Charter school growth will lead to diversity

Levi Cavener has done a good thing by raising questions about what Idaho’s public charter schools can do to better serve the academic needs of minority students. Glad to have him pushing us even though he is late to the conversation.

My colleagues and I have recognized the need for charters to do more for minority students since starting our work in Idaho. In August 2014, for example, we published, in partnership with the J.A. and Kathryn Albertson Family Foundation, the report “Shifting Sands: Idaho’s Changing Student Demographics and What it Means for Education.” In the foreword to that report, Matthew Kitchen (the study’s researcher) and I provided seven recommendations for improving Idaho’s charter school program.

These recommendations included the call for:

Serving a More Diverse Student Body. Charter schools in Idaho are serving a more diverse student population now than it did 5-10 years ago. But the charter sector needs to do more. The charter school population is still less diverse in terms of race, income and special needs than the statewide population of public school students as a whole. These are the fastest growing demographic of Idaho’s K-12 students, and for charters to grow and add value they need to serve more of these students. Supports that might help make this happen include: creating a school information clearinghouse to provide all parents – not just those with the time and resources to explore choice options on their own – with easy to understand and bilingual information about schools and their programs. Charter school models with experience working with high-need students should be recruited to Idaho, and their growth and expansion supported. State funding for charters needs to be increased, or at least harmonized so that schools that grow and add students don’t see their per pupil funding decline.”

We shared this report, and its foreword, widely, including with Idaho Education News in a piece entitled Report Examines Idaho’s Future. In that piece for this publication, I reiterated the point that the “charter school student population is still less diverse in terms of race, income and special needs students than the statewide population of public school students as a whole.” And that, “these are the fastest growing K-12 student demographics, and charters should be part of the mix in meeting their needs.”
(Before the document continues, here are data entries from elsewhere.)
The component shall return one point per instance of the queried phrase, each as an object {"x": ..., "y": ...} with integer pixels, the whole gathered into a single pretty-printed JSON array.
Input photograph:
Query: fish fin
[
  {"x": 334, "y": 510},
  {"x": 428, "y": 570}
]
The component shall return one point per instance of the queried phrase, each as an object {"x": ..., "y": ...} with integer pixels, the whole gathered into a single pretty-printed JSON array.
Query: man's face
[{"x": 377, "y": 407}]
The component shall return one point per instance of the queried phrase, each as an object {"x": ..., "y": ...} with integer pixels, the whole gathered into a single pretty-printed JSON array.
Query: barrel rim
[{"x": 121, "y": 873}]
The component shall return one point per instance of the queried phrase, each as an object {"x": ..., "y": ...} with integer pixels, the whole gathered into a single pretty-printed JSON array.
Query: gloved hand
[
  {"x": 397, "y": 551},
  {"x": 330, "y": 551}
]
But words come cheap. Action is more important. To that end, with support from the Albertson Family Foundation, my colleagues and I have been working with current and prospective charter school operators to help the schools serving diverse students do more, and to open more charter seats for the state’s neediest students. As part of the Albertson Family Foundation’s “20 in 10” Initiative, we are working closely with the foundation team to target resources to those schools that can serve diverse students well. This work is just beginning and is based on what we learned by studying the state’s changing demographics last year.

Further, we have been providing financial management services to the Spanish immersion Heritage Community Charter School in Caldwell. We are committed to working cooperatively with this school – and others like it — to help it operate more efficiently so it can better serve the needs of its diverse student population while expanding enrollment over time.
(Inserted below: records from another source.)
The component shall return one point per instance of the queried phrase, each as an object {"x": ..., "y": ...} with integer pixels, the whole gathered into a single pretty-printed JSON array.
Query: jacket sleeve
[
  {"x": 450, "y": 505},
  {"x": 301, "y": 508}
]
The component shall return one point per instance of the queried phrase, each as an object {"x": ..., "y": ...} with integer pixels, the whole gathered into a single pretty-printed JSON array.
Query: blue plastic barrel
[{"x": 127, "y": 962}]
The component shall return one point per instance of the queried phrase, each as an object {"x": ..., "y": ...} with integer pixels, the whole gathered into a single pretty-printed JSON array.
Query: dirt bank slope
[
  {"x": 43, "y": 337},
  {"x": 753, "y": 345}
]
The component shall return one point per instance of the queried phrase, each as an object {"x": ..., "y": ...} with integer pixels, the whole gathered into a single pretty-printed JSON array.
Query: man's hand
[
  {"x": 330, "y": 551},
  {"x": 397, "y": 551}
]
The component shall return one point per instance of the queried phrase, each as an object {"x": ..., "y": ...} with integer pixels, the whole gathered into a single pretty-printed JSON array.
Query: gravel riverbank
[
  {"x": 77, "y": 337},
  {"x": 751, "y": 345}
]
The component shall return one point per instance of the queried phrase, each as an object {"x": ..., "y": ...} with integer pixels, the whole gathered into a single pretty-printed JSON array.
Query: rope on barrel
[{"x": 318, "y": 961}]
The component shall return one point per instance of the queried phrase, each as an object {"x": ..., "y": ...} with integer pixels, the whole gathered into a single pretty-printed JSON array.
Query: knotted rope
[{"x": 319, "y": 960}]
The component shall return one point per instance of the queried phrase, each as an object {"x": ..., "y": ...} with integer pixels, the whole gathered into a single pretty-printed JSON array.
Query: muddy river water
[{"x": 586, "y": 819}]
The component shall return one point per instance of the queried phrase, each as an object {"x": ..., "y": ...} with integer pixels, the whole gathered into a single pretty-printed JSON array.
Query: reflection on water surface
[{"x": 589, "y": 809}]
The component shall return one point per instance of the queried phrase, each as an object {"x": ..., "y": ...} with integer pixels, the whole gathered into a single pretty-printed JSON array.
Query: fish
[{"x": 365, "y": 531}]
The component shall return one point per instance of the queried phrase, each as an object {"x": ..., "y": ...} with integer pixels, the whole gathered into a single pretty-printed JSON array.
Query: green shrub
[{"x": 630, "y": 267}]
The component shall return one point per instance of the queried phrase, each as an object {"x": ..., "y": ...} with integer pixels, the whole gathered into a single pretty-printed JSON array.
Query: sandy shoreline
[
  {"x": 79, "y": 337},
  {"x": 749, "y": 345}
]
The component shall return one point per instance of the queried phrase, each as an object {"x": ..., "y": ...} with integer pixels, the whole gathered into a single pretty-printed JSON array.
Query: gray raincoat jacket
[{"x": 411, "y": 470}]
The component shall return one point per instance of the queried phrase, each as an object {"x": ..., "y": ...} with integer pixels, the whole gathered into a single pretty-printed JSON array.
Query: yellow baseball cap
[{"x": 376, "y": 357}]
In fact, the best way to help charter schools serve more diverse populations is to help them grow. Key to this is to assist charter schools in finding facility solutions in the communities where student need is greatest. Idaho charter schools operate on some of the leanest per pupil funding of any charter sector in the United States, and from this tight funding they have to pay not only their operating costs (mainly teacher salaries), but also their facility costs. Changes to state law in recent years should make it easier for charter schools to get access to private lending for new school growth, but charters have struggled to serve more students (diverse and otherwise) because they lack the facilities to get it done.

It is the intention of my two organizations, BLUUM and the Idaho Charter School Network, to work with partners like the Idaho Public Charter School Commission to help ensure that new charter school growth happens where student demand is greatest. Demographically the fastest growing student populations in Idaho are non-white, non-rural and less wealthy students. For charter schools to grow they will need to serve this changing population. It is the right thing to do. Not just because charter critics say it is, but because Idaho’s changing family demographics demand it.

Terry Ryan is the chief executive officer of BLUUM and president of the Idaho Charter School Network.

Disclaimer: Idaho Education News and BLUUM are funded by the  J.A. and Kathryn Albertson Family Foundation.